Kickstarter Chief Executive Aziz Hasan had to embrace remote work during the initial stage of the pandemic. Now this boss wants to reward employees who stuck around with a new perk: the four-day workweek.

Starting next year the Brooklyn crowdfunding company plans to allow its employees to clock eight fewer hours over four days for no less pay, as part of a pilot study. Mr. Hasan’s bet is that the shortened schedule will allow workers to juggle work and home life while having more time for personal pursuits. He hopes Kickstarter’s staff of roughly 90 will be just as productive in carrying out the company’s mission of funding creative projects, if not more so.

“You can’t learn until you start doing it,” Mr.

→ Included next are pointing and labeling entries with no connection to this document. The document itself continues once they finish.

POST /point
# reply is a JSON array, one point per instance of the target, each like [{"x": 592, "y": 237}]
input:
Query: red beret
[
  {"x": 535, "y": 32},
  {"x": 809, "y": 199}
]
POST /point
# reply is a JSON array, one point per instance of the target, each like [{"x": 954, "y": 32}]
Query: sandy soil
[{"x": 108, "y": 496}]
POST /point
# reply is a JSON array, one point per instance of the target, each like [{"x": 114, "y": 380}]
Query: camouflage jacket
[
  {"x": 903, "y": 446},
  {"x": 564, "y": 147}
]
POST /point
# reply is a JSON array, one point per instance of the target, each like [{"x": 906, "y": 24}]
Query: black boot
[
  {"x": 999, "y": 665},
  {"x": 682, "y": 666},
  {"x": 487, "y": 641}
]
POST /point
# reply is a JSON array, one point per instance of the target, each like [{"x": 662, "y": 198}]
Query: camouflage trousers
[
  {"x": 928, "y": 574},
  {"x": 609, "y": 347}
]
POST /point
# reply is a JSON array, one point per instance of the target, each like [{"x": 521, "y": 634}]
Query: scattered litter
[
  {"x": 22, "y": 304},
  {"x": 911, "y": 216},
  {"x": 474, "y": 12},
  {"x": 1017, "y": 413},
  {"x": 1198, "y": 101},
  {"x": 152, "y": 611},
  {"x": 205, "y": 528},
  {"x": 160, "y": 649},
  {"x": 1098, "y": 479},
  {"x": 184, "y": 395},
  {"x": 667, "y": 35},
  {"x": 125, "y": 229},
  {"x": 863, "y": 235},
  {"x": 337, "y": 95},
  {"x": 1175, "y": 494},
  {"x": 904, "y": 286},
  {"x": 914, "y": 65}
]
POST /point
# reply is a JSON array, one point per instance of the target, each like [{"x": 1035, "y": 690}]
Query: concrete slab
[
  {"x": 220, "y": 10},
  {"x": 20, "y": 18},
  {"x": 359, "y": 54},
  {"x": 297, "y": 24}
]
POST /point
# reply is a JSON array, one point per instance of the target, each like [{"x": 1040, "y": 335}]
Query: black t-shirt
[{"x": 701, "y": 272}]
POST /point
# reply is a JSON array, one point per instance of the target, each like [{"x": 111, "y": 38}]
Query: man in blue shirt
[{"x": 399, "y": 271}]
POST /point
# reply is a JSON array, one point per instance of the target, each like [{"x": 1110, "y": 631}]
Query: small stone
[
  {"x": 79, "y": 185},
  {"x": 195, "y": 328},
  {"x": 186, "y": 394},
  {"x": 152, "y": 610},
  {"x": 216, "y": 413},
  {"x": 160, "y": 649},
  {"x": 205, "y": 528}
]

Hasan said. “People are curious what it will look like and if it will work.”

Covid-19 is calling into question long-held views about the structure and nature of work, including—for some—the tradition of the five-day, 40-hour week. Remote arrangements freed employees of some constraints in 2020, but it also sparked burnout as some put in even longer hours. More are demanding an improved work-life balance as they return to the office in 2021.

“The experience of the pandemic and working from home has us beginning to question all the face-time requirements of the workplace,” said Ben Hunnicutt, a professor at the University of Iowa and the author of “Work Without End,” a study of past attempts to shorten the work week. “We can get our work done and go home.”